# Practicals for lecture 1.4

[![Open In Colab](https://colab.research.google.com/assets/colab-badge.svg)](https://colab.research.google.com/github/vigji/python-cimec/blob/main/practicals/Practicals_1.4.ipynb)

## More on `pandas`

In [None]:
import numpy as np
import pandas as pd
from matplotlib import pyplot as plt

#### 1.4.0 `.groupby()` and index broadcasting

In [None]:
# Take the meteo dataset using the function below
def get_meteo_dataset():
    """Get a meteo dataset from the open-meteo API using a fixed window.
    Note how easy it is to get data from the web with pandas! As long as we give the URL of the csv data, pandas can read it.
    """
    np.random.seed(42)
    URL = "https://api.open-meteo.com/v1/forecast?latitude=52.52&longitude=13.41&hourly=temperature_2m,relativehumidity_2m,precipitation,windspeed_10m,winddirection_10m&start_date=2023-02-01&end_date=2023-05-28&format=csv"
    df = pd.read_csv(URL, skiprows=3)  # read the csv file, skipping the first 3 rows (a header)
    df.columns = [col.split(" ")[0] for col in df.columns]  # simplify column names
    df["time"] = pd.to_datetime(df["time"])  # convert the time column to datetime
    df["hour"], df["dayofyear"] = df["time"].dt.hour, df["time"].dt.dayofyear  # extract the hour and day of year

    # Here we artificially corrupt some of the data to make it more interesting
    missing_idx = np.random.choice(df.index[:1000], 100)
    df.loc[missing_idx, :] = np.nan
    return df

# This new meteo dataset has columns for the day of the year, hour of the day, and day of the week.
# Check out the data and make sure we don't have missing values!
ds = get_meteo_dataset()

In [None]:
# Use the .groupby() method to compute the mean temperature for each hour of the day:
ds

In [None]:
# Using pandas index broadcasting, subtract from each day of the year the average temperature:


#### 1.4.1 `.rolling()`

In [None]:
# Compute the maximum and the minimum of the temperature using a rolling window of 24 samples, and show them in a plot:
plt.figure()
plt.plot(ds["temperature_2m"])
plt.plot(ds["temperature_2m"].rolling(24).mean())

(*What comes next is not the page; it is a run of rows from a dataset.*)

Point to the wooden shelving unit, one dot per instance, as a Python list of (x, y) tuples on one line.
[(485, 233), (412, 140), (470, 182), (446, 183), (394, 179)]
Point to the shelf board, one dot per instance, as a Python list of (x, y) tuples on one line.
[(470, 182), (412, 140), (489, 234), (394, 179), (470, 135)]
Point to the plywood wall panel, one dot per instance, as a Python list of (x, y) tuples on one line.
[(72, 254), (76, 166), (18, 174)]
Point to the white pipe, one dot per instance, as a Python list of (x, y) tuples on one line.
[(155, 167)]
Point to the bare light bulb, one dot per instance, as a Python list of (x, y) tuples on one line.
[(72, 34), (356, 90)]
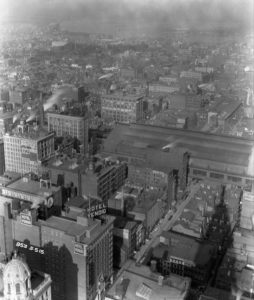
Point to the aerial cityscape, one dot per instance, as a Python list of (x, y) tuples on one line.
[(127, 150)]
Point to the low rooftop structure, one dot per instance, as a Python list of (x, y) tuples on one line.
[(136, 283)]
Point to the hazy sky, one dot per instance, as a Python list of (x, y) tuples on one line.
[(158, 13)]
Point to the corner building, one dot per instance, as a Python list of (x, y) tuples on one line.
[(77, 252), (27, 148), (74, 125)]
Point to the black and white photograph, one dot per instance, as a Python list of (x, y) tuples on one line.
[(126, 149)]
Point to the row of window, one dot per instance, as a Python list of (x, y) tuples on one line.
[(217, 175)]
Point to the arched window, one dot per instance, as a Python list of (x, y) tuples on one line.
[(17, 288)]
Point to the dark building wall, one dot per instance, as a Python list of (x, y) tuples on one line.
[(2, 164)]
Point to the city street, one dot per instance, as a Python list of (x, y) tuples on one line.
[(167, 223)]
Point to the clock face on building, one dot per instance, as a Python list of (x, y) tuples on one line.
[(50, 202)]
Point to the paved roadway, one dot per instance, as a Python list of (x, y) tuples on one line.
[(166, 224)]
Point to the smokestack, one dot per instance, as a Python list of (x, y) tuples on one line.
[(41, 111)]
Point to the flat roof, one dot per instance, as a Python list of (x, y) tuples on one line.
[(121, 96), (31, 187), (73, 228), (148, 141), (188, 248), (135, 283)]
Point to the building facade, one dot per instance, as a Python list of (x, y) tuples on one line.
[(122, 108), (77, 247), (27, 148), (73, 125), (19, 282)]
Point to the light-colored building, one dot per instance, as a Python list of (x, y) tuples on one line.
[(19, 282), (69, 124), (6, 120), (140, 282), (77, 250), (26, 148), (122, 108)]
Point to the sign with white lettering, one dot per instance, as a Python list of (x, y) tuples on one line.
[(80, 249), (26, 218), (35, 249), (19, 195), (97, 210)]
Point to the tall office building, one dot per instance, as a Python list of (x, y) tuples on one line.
[(19, 282), (6, 120), (26, 148), (2, 164), (72, 123), (75, 250)]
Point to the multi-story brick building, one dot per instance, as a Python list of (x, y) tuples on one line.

#### 1.4.2 Plotting with `matplotlib`


In [None]:
# Use matplotlib obj oriented interface to create a figure and some axes, and scatter the wind speed vs the relative humidity.
# Specify an alpha value < 1 (transparency) to get a better sense of the density of the points.

# Use methods of the axis object to set the axes names, and restrict the wind speed axis between 0 and 30 km/h


In [None]:
# Create two plots one on top of the other using matplotlib's subplots function.

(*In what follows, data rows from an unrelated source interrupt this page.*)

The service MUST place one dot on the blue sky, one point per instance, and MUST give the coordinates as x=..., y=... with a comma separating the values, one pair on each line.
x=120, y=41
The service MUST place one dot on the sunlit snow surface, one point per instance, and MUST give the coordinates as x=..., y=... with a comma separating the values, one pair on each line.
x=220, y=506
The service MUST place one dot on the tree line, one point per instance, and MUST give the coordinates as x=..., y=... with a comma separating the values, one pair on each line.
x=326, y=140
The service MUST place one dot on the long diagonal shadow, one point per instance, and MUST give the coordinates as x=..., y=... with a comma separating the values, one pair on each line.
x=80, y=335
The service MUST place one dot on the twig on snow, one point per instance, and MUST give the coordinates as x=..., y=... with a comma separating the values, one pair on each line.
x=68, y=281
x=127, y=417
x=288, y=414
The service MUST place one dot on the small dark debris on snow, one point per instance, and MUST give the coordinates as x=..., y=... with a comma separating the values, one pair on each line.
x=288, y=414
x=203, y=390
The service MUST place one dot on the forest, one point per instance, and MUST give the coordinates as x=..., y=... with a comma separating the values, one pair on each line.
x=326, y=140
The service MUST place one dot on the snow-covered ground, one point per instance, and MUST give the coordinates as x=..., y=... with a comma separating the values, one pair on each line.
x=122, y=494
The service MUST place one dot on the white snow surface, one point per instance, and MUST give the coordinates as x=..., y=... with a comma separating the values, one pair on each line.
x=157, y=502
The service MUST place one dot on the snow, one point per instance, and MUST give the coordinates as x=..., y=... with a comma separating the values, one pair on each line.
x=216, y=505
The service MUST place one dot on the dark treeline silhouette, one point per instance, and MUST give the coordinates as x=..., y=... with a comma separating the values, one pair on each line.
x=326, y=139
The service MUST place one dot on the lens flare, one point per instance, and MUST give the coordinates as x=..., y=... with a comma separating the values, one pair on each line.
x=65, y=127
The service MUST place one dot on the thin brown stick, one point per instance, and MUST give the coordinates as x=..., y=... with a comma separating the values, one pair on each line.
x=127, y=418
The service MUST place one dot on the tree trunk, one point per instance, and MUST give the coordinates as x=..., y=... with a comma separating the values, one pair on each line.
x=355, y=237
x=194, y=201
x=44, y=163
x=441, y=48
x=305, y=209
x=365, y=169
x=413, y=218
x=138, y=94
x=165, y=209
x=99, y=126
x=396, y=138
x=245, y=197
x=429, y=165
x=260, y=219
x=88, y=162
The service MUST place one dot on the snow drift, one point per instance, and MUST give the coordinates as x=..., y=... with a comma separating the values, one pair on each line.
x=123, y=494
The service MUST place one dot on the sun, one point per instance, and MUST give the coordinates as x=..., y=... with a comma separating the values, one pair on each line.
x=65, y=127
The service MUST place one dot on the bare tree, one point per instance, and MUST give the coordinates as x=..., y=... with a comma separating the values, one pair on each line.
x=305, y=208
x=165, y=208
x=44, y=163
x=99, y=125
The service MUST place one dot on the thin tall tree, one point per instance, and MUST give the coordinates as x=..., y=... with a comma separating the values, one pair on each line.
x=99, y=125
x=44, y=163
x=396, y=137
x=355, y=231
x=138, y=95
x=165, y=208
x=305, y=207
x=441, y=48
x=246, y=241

# In the top plot, show both the unsmoothed and the smoothed temperature series.

# In the bottom plot, show the relative humidity series.

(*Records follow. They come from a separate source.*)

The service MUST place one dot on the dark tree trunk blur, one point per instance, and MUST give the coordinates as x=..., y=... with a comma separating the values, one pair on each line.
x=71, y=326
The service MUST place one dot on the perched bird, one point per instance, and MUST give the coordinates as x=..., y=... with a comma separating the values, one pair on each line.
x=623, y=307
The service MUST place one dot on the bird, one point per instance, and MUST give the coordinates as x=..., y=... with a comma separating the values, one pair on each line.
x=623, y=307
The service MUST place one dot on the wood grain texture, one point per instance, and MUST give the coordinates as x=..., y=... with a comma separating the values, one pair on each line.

# Hint: you can pass the sharex=True argument to the subplots function to make the two plots share the same x axis:



In [None]:
# Create a 2 x 2 grid of plots using matplotlib's subplots function.

# In each plot, we will show the correlation of some variables with the temperature. Temperature will always be on the x axis,
# and the other variable on the y axis.

# Top left should show the correlation of temperature with relative humidity, top right with wind speed,
# bottom left with precipitation, bottom right with time of the day.

# Try to use a for loop to iterate over the axes of the grid, and use the .scatter() method to plot the data!